Guide
Understanding Variant Metrics
What each metric means and how to use them to improve your agent.
Core metrics
These metrics are computed for every trace and aggregated per variant with min, max, and median distributions.
Duration
Total wall-clock time from the first span to the last. Measures end-to-end latency of the agent run.
Total tokens
Sum of all prompt and completion tokens across every LLM call in the trace.
Input tokens
Prompt tokens sent to the LLM. High input tokens may indicate large context windows or excessive conversation history.
Output tokens
Completion tokens received from the LLM. High output tokens may indicate verbose responses or unnecessary generation.
Turns
Number of LLM conversation turns in the trace. Each assistant response counts as one turn.
Agent-specific metrics
These metrics are optimized for coding agents and multi-step tool-using agents.
Tool calls
Total number of tool invocations. Broken down by tool name in the trace detail view.
Tool errors
Number of tool calls that returned an error. High error rates suggest misconfigured tools or incorrect arguments.
Retries
Number of times the agent retried the same or similar operation. Frequent retries indicate the agent is stuck.
Backtracks
Number of times the agent undid or reverted a previous action. Suggests the agent is exploring without a clear plan.
Files read
Number of unique files the agent read during the run. Useful for understanding context-gathering behavior.
Subagent spawns
Number of times the agent delegated work to a sub-agent or subprocess.
Failure tags
Traces are automatically tagged with failure patterns during preprocessing. These help you surface problems without reading every trace.

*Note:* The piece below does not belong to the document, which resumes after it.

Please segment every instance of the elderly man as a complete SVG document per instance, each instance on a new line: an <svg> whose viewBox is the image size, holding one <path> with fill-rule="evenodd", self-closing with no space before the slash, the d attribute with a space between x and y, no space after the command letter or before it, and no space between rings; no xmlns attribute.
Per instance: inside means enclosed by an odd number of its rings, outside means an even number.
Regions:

Reading the comparison table
In the variant comparison table, select two variants to see delta badges. A green delta means the selected variant is better (lower latency, fewer errors). A red delta means it's worse. Use these to quickly identify which configuration performs best.
Tips
- Metrics are recomputed from scratch every time you view an experiment — there's no caching, so you always see the latest data.
- Look at median rather than average for metrics like duration and tokens — outliers can skew averages significantly.
- High retry counts combined with high token usage is a strong signal that an agent variant needs improvement.